Friday 2 August 2019

Azure Data Factory : Pipeline Activities Datasets LinkedService

 Pipeline A data factory can have one or more pipelines. A pipeline is a logical grouping of activities that together perform a task.

Activities The activities in a pipeline define actions to perform on your data. 

DataSet dataset is a named view of data that simply points or references the data you want to use in your activities as inputs and outputs. Datasets identify data within different data stores, such as tables, files, folders, and documents. For example, an Azure Blob dataset specifies the blob container and folder in Blob storage from which the activity should read the data.

Linked Service : Before we create a dataset, we must create a linked service to link your data store to the data factory. Linked services are much like connection strings, which define the connection information needed for Data Factory to connect to external resources. 

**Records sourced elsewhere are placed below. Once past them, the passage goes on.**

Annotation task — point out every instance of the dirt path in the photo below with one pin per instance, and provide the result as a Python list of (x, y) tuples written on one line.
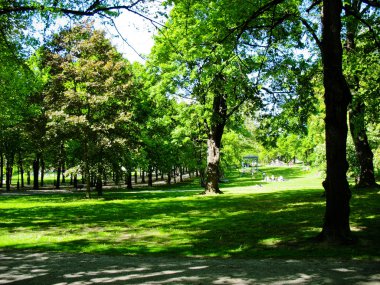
[(27, 267)]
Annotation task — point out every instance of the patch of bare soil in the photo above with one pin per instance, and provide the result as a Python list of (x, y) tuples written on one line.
[(26, 267)]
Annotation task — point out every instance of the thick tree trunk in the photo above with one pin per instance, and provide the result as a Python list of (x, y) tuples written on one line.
[(337, 96), (363, 150)]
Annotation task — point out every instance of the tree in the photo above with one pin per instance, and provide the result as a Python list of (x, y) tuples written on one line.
[(357, 61), (337, 97), (92, 93), (220, 68)]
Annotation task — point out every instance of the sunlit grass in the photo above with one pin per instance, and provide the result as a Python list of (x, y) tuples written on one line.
[(252, 219)]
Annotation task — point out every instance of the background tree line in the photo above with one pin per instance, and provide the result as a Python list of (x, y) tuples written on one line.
[(275, 68)]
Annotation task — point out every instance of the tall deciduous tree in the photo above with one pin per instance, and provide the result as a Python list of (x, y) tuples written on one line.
[(215, 52), (337, 97), (364, 92), (90, 92)]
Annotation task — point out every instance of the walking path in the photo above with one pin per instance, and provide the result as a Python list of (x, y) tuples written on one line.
[(26, 267)]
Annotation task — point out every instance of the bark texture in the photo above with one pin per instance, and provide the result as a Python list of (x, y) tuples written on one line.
[(358, 130), (337, 97), (215, 133), (362, 147)]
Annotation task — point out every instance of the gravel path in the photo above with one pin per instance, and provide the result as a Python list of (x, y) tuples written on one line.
[(26, 267)]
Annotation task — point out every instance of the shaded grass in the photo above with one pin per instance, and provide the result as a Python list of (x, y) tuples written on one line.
[(252, 219)]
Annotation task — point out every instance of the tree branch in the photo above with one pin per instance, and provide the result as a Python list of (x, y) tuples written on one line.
[(92, 10), (364, 22), (312, 32), (373, 3)]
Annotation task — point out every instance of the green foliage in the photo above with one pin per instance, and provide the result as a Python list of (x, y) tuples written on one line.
[(248, 221)]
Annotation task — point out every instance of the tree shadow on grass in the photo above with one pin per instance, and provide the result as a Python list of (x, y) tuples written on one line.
[(57, 268)]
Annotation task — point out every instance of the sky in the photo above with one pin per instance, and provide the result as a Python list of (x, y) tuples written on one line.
[(136, 36)]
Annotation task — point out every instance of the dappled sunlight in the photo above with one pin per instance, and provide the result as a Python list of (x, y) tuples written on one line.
[(243, 222), (70, 269)]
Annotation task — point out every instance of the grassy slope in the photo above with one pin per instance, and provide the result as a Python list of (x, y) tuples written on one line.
[(251, 219)]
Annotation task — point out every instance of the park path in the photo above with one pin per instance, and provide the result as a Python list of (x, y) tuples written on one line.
[(27, 267)]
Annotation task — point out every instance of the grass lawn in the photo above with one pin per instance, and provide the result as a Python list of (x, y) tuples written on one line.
[(252, 219)]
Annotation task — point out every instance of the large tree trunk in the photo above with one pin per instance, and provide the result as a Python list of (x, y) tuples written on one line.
[(337, 96), (214, 141), (363, 150)]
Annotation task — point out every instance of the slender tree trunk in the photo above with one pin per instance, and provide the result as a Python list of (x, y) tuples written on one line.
[(87, 171), (150, 176), (42, 171), (129, 178), (36, 168), (337, 96), (99, 184), (8, 172), (21, 164), (142, 176), (362, 148), (63, 179), (28, 177), (358, 131), (214, 140), (180, 174), (1, 170), (58, 182)]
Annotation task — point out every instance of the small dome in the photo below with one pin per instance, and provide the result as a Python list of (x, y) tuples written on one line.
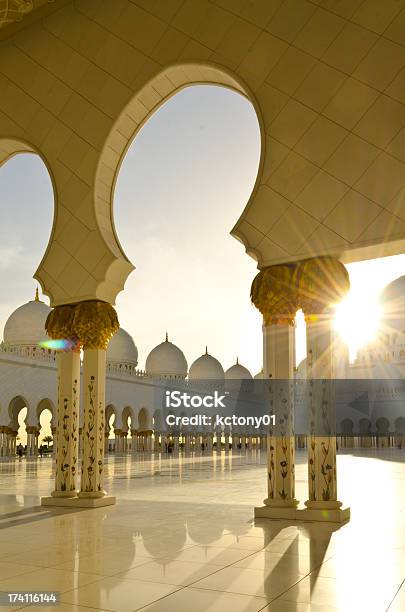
[(122, 349), (166, 359), (26, 325), (238, 372), (392, 302), (206, 367)]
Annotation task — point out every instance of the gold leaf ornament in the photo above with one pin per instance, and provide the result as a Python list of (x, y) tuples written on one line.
[(94, 323), (273, 293)]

Here is a sample scenario. To copy data from Blob storage to a SQL database, you create two linked services: Azure Storage and Azure SQL Database. Then, create two datasets: Azure Blob dataset (which refers to the Azure Storage linked service) and Azure SQL Table dataset (which refers to the Azure SQL Database linked service). The Azure Storage and Azure SQL Database linked services contain connection strings that Data Factory uses at runtime to connect to your Azure Storage and Azure SQL Database, respectively. The Azure Blob dataset specifies the blob container and blob folder that contains the input blobs in your Blob storage. The Azure SQL Table dataset specifies the SQL table in your SQL database to which the data is to be copied.



Friday 26 July 2019

Integration Runtime


Azure Integration Runtime :

The Integration Runtime (IR) is the compute infrastructure used by Azure Data Factory to provide the following data integration capabilities across different network environments.

  • Data Flow: Execute a Data Flow.
  • Data movement: Copy data across data stores in public network and data stores in private network (on-premises or virtual private network). 
  • Activity dispatch: Dispatch and monitor transformation activities running on a variety of compute services such as Azure Databricks, Azure HDInsight, Azure Machine Learning, Azure SQL Database, SQL Server, and more.
  • SSIS package execution: Execute SQL Server Integration Services (SSIS) packages in a managed Azure compute environment.

Types of Integration Runtime :

  • Azure
  • Self-hosted
  • Azure-SSIS

An Azure integration runtime is capable of:
  • Running Data Flows in Azure
  • Running copy activity between cloud data stores.
  • Dispatching the following transform activities in public network: Databricks Notebook/ Jar/ Python activity, HDInsight Hive activity, HDInsight Pig activity, HDInsight MapReduce activity, HDInsight Spark activity, HDInsight Streaming activity, Machine Learning Batch Execution activity, Machine Learning Update Resource activities, Stored Procedure activity, Data Lake Analytics U-SQL activity, .NET custom activity, Web activity, Lookup activity, and Get Metadata activity.